La double exigence que j'ai mentionnée - respect des valeurs et attente des malades - doit nous inspirer en ce qui concerne le clonage thérapeutique. Peut-on arguer que l'on ne sait pas si le clonage thérapeutique est nécessaire et que d'autres techniques auront peut-être des résultats plus prometteurs ? Je pense que non. Dans peu de temps, nous serons poussés à évoluer dans le sens de la recherche, qui est source d'un progrès. Il ne peut être muselé et nous pouvons seulement le différer un peu.

Entre fascination pour le progrès et inquiétude, ce qui doit nous guider, c'est avant tout le service rendu à la personne malade. D'autres questions devront être examinées, comme l'attitude envers les personnes en fin de vie. Ces questions importantes et complexes méritent des réponses réfléchies pour satisfaire à la demande du citoyen. Le débat qui se déroule aujourd'hui, comme en 1992, nous permet de faire avancer la compréhension de la biologie. Ne le ramenons pas à des idéologies. La science rattrape et dépasse toutes les idéologies (Applaudissements sur les bancs du groupe socialiste, du groupe communiste et du groupe RCV).
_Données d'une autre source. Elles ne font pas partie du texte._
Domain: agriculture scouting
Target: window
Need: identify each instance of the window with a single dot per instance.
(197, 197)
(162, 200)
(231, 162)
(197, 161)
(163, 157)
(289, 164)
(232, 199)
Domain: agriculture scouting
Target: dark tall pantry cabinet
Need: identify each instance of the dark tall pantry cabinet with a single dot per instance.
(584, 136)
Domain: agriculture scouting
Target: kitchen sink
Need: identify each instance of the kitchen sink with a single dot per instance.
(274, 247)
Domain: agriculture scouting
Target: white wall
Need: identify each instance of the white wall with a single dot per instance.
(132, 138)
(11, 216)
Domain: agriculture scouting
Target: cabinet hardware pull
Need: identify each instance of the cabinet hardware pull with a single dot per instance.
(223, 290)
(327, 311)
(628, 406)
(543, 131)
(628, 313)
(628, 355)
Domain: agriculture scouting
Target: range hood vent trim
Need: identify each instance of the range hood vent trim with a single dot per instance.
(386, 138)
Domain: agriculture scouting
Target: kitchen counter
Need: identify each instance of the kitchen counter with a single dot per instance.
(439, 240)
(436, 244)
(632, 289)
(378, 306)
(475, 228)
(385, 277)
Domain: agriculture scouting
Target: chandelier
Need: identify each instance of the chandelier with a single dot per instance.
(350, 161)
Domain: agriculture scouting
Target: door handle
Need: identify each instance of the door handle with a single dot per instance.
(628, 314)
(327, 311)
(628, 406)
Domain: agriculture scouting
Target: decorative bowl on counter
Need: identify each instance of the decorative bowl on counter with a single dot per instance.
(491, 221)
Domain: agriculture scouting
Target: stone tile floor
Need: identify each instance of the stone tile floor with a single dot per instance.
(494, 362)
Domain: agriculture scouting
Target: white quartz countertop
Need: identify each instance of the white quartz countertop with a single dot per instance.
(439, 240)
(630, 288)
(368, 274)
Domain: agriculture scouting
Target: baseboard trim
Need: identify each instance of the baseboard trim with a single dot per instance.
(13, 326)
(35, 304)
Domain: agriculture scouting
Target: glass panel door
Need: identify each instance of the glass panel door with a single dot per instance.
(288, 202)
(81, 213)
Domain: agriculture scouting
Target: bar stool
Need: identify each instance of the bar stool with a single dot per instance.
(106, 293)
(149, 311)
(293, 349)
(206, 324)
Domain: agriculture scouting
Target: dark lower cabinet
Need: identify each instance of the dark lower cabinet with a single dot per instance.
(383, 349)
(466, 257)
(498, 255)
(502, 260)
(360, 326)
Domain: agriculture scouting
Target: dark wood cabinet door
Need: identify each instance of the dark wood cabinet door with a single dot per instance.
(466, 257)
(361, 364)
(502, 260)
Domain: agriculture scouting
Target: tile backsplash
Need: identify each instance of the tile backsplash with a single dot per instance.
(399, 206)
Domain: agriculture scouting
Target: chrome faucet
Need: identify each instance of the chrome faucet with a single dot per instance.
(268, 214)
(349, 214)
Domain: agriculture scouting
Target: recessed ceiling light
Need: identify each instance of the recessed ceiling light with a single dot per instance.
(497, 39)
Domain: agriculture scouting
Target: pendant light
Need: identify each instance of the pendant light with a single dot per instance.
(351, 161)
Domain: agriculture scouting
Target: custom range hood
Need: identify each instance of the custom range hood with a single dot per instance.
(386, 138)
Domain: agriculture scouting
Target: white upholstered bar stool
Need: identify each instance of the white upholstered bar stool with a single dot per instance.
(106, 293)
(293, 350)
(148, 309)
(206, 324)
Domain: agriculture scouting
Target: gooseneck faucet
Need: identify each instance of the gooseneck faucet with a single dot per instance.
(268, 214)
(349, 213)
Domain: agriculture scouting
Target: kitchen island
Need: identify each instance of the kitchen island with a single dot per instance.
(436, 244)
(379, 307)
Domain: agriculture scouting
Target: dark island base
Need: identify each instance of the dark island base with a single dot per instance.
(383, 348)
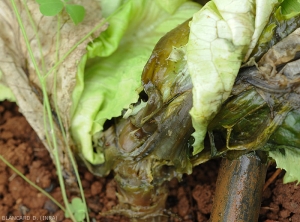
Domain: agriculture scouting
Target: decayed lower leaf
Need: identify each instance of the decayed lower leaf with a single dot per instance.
(223, 33)
(19, 72)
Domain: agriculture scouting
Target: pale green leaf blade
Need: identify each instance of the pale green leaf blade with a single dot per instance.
(76, 12)
(50, 7)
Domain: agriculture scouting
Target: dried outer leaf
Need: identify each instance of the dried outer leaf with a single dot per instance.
(277, 29)
(263, 110)
(18, 69)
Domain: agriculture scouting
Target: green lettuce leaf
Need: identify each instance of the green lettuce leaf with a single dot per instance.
(222, 34)
(111, 81)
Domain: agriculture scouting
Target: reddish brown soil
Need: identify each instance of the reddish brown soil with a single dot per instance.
(191, 199)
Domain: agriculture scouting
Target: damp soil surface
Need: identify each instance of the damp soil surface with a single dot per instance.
(190, 199)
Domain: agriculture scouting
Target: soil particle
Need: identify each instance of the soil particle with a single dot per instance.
(189, 200)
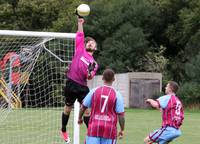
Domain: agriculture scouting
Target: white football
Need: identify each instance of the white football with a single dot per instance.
(83, 10)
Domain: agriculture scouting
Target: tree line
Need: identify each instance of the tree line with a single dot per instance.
(132, 35)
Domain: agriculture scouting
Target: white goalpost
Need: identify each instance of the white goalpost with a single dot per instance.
(32, 78)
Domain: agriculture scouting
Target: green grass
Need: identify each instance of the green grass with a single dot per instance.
(41, 126)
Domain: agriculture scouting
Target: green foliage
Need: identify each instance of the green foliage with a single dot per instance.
(122, 31)
(193, 69)
(189, 93)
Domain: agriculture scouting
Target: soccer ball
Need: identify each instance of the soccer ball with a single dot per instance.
(83, 10)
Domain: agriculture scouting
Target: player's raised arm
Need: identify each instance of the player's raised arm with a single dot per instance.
(80, 24)
(153, 103)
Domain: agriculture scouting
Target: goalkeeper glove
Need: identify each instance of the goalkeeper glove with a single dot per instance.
(76, 13)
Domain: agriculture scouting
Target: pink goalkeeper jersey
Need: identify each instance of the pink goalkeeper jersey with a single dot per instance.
(78, 68)
(173, 114)
(106, 103)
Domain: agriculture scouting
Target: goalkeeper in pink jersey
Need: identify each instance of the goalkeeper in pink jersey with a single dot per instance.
(82, 68)
(172, 116)
(107, 108)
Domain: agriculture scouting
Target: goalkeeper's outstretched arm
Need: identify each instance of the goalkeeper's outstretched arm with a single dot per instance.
(80, 24)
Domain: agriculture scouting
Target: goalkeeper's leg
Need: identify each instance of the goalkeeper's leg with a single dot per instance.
(86, 117)
(65, 118)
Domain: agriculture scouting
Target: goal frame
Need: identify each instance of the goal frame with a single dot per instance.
(76, 128)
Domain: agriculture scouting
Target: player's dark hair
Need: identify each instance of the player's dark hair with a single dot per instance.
(174, 86)
(108, 75)
(87, 39)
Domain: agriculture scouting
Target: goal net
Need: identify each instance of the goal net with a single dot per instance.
(32, 77)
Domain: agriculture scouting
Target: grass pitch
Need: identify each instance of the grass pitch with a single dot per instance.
(41, 126)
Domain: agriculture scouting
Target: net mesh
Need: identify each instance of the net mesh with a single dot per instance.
(32, 76)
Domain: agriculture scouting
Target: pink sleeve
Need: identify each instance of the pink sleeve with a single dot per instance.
(93, 73)
(79, 41)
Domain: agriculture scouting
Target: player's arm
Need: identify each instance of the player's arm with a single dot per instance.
(80, 36)
(86, 103)
(153, 103)
(80, 24)
(92, 69)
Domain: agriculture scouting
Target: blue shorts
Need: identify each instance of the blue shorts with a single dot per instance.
(99, 140)
(164, 134)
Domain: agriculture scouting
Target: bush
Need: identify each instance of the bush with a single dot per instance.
(189, 94)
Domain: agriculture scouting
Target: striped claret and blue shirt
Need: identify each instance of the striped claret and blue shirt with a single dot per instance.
(106, 104)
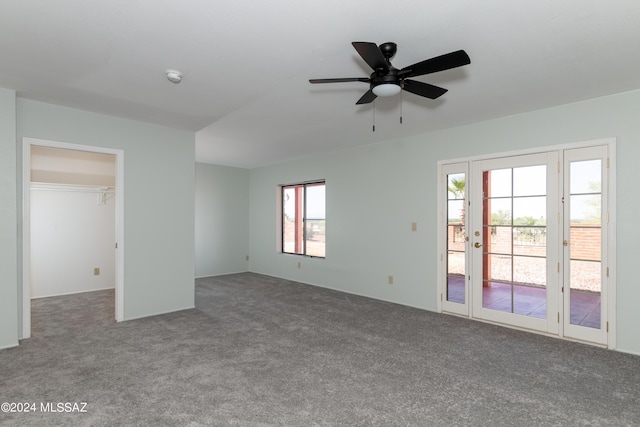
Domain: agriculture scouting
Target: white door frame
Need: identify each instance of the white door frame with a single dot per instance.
(27, 143)
(610, 143)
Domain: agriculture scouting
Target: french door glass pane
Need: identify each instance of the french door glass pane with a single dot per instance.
(585, 249)
(456, 233)
(514, 241)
M. Jean-Marie Le Guen - La Constitution a, si j'ose dire « bon dos » M. Mattei a plutôt parlé du fond des choses, sous prétexte d'une question d`irrecevabilité. Mais c'est assez habituel.

Qu'en est-il donc de l'argument ? M. Mattei nous a conseillé de prévenir les difficultés constitutionnelles en même temps qu'il tentait de les souligner dans le texte. Nous allons travailler avec sérieux, et il n'y a aucune raison de passer a priori sous les fourches caudines du Conseil constitutionnel.
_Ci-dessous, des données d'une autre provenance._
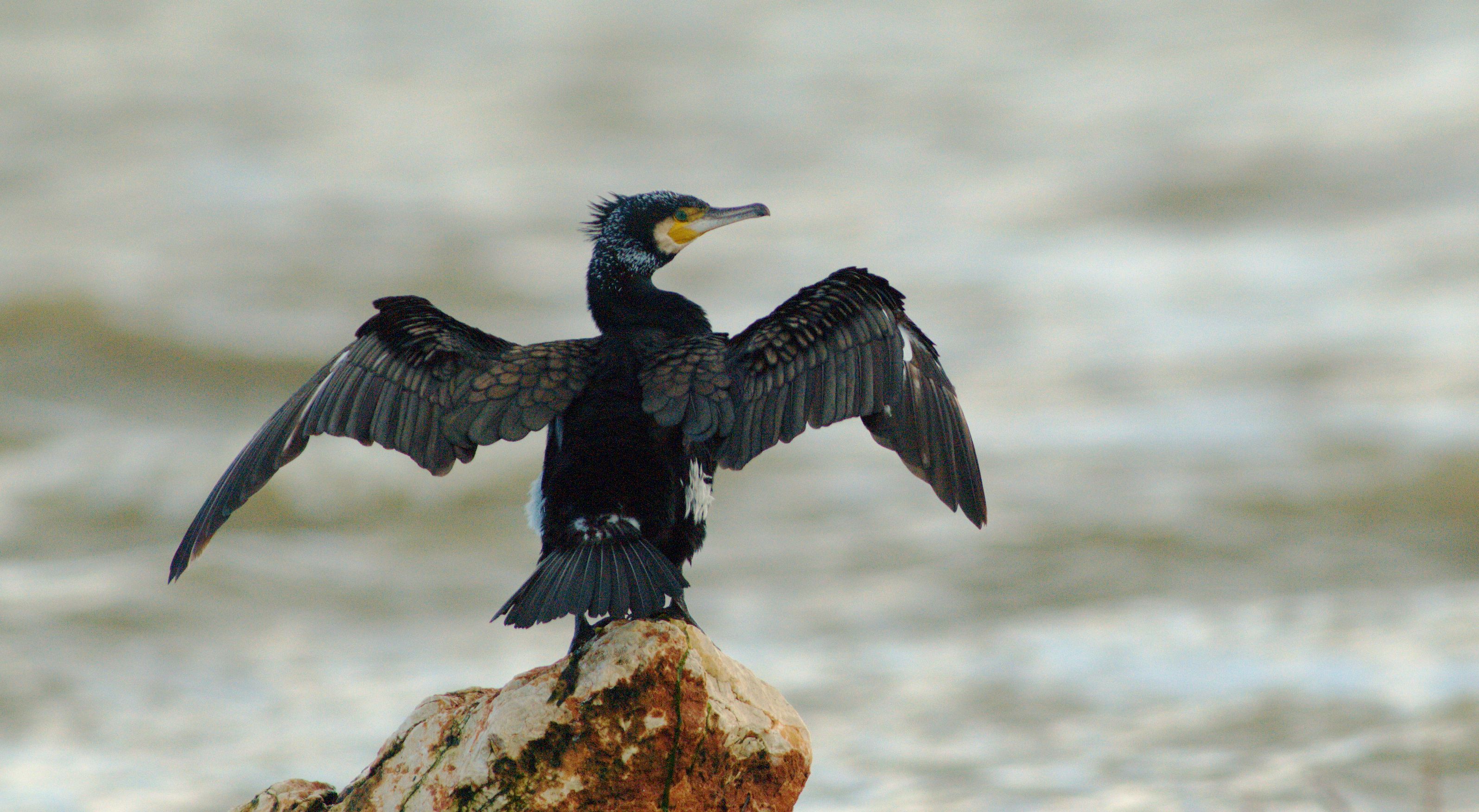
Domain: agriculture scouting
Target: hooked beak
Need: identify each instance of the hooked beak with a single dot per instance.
(717, 218)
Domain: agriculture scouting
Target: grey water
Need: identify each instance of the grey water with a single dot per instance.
(1205, 276)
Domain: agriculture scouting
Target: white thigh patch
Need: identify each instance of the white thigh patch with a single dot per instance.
(700, 493)
(534, 510)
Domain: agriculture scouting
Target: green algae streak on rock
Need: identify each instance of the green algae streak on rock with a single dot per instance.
(660, 719)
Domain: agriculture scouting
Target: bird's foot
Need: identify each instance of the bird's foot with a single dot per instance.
(586, 634)
(678, 611)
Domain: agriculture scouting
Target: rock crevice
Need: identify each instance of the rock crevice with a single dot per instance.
(660, 719)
M. Jacques Myard - Chat échaudé craint l'eau froide.

M. Jean-Marie Le Guen - Bien sûr, Monsieur Myard, vous serez sûrement de ceux qui ne se priveront pas de saisir le Conseil constitutionnel, comme un certain nombre de députés qui, finalement, sont surtout réticents sur le fond.
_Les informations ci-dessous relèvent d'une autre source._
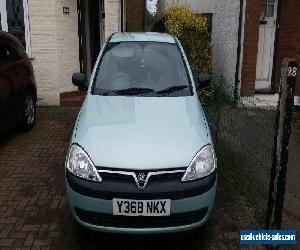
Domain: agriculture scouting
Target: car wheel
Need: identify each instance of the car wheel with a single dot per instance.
(29, 112)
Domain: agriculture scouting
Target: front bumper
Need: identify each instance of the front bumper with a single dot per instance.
(187, 212)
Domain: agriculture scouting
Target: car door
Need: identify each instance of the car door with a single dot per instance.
(5, 85)
(10, 79)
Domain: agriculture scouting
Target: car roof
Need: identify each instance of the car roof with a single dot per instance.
(142, 37)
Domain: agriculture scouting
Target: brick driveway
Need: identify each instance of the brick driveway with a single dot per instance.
(34, 211)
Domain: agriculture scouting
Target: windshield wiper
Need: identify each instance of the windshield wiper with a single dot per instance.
(172, 89)
(129, 91)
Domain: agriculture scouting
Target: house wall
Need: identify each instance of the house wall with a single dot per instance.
(135, 12)
(251, 35)
(289, 38)
(225, 27)
(112, 16)
(54, 47)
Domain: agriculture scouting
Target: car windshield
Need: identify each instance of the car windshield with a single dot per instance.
(142, 68)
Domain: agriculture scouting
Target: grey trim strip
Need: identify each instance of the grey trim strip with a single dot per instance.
(141, 179)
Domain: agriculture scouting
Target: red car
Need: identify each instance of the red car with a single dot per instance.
(18, 93)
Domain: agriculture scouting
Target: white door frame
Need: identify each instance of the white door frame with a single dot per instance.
(265, 54)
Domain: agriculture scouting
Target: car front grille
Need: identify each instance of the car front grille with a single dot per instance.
(109, 220)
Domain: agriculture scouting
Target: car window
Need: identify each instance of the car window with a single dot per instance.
(9, 52)
(129, 68)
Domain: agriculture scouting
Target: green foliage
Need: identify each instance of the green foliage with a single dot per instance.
(192, 31)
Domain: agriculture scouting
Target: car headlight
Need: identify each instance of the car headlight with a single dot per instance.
(203, 164)
(80, 164)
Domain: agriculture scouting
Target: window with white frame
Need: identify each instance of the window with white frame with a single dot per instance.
(14, 19)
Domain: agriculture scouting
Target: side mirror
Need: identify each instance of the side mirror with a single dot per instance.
(203, 81)
(78, 80)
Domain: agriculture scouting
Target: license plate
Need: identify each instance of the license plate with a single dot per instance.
(141, 207)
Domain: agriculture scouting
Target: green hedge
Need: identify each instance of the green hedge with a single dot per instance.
(192, 31)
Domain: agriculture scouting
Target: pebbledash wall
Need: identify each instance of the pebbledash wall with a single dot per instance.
(225, 26)
(55, 45)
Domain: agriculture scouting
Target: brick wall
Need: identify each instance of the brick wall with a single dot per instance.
(289, 37)
(251, 34)
(54, 46)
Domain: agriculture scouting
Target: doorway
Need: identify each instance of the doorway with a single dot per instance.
(91, 19)
(266, 43)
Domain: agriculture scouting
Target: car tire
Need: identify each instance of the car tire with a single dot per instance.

En effet, du point de vue constitutionnel, nous avançons sur un terrain assez ferme. S'agissant des greffes par exemple, le Conseil constitutionnel a déjà répondu en 1994. Quant aux embryons surnuméraires, dans sa décision du 27 juillet 1994 sur la loi bioéthique, il a déjà estimé que le principe du respect de tout être humain n'est pas applicable à l'embryon surnuméraire, et qu'il appartenait au Parlement d'apprécier, au regard des connaissances et des techniques, dans quelles conditions la recherche sur les embryons surnuméraires peut être admise.

Ce fondement juridique étant assez consistant, nous pourrons débattre de questions tantôt techniques, tantôt éthiques, pour légiférer sans choquer ni effrayer. Reste que nous avons des conceptions différentes du progrès et des moyens de soulager une humanité souffrante qui demande à être soignée (Applaudissements sur les bancs du groupe socialiste).

L'exception d'irrecevabilité, mise aux voix, n'est pas adoptée.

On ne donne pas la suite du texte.